* TSX up 0.33 percent at 11,311.20
* Energy sector up; Suncor leads gainers
* Royal Bank leads financials down
By Claire Sibonney
TORONTO, Jan 29 (Reuters) - Toronto’s main stock index was little changed on Friday after surprisingly positive Canadian and U.S. GDP data was offset by weakness in financials.
Oil jumped to above $74 per barrel after data showed U.S. economy grew a faster than expected 5.7 percent in the fourth quarter, the quickest pace in more than six years.
Suncor Energy Inc (SU.TO), Canada’s largest oil company, led the index gainers, adding 1.14 percent at C$34.73, after a boost in commodity prices.
“We’re still in that area where financials, materials and oil and gas are the three areas where we have heavy weightings,” said John Kinsey, a portfolio manager at Caldwell Securities.
On the downside, Royal Bank of Canada (RY.TO), the country’s largest financial institution, was the top decliner, down 0.73 percent at C$53.09.
“The financials have been weak lately, whether it’s Mr. Obama and the U.S. banks and all that foofaraw that’s going on down there,” said Kinsey.
President Barack Obama has move to introduce tighter regulations on U.S. banks that would limit financial risk-taking, which that could also affect Canadian banking operations south of the border.
Kinsey noted that banks have fallen significantly from their high last year. Toronto’s financial index .SPTTFS, which is heavily weighted in bank shares, is down almost 8 percent since late September 2009.
At 10:25 a.m. (1525 GMT) the Toronto Stock Exchange’s S&P/TSX composite index .GSPTSE was up 37 points, or 0.33 percent at 11,311.20, after opening in negative territory.

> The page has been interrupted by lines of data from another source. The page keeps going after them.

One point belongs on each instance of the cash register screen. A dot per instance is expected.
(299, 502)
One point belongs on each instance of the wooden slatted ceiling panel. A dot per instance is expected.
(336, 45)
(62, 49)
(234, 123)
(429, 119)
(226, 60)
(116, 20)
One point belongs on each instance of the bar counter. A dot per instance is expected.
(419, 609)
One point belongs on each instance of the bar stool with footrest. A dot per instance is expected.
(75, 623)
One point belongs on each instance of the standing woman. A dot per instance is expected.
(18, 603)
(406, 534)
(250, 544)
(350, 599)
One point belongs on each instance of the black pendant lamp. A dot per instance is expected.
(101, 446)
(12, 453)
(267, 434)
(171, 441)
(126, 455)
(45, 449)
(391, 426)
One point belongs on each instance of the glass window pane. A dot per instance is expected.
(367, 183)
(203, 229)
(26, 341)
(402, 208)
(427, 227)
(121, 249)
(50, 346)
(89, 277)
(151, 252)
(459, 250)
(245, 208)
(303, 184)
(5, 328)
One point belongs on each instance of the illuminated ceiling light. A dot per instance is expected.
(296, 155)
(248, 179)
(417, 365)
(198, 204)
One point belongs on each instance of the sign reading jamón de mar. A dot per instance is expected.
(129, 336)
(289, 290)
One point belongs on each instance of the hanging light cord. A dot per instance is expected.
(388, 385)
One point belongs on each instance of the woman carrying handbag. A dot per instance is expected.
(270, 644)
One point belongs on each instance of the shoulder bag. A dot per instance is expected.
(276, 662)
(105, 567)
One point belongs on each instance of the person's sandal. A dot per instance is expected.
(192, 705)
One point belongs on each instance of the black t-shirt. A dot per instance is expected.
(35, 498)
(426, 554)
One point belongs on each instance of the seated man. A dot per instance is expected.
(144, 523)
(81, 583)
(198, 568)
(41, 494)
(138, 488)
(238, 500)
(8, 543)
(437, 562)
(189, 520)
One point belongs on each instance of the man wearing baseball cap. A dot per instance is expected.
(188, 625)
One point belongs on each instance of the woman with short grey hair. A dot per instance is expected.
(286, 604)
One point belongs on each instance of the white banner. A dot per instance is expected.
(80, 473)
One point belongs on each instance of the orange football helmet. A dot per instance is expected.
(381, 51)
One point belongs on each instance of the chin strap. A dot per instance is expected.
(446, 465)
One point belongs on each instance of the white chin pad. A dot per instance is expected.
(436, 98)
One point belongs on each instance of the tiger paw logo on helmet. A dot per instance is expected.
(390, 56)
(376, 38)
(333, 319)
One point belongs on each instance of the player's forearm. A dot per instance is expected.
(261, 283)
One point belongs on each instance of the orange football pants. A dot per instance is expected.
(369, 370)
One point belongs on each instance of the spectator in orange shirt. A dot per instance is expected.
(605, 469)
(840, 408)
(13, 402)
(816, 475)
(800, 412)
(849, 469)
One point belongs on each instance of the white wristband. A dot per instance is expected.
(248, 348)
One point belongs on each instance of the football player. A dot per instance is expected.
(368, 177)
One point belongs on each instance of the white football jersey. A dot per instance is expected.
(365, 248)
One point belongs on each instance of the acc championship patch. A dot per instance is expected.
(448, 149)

Potash Corp (POT.TO), fell 0.77 percent to C$110.40 as the world’s largest fertilizer maker continued its slide from Thursday when it fell 4.55 percent after reporting earnings and a profit outlook well below market expectations.
Kinsey said the choppy morning session is also a result of investors being reluctant to take on large positions at the end of the month.
“So far, it kind of looks like it’s just going to be quiet,” he said.
“It’s not an important month like the calendar quarters but the institutions and so on do some window dressing to change things and sort of get it the way they want.”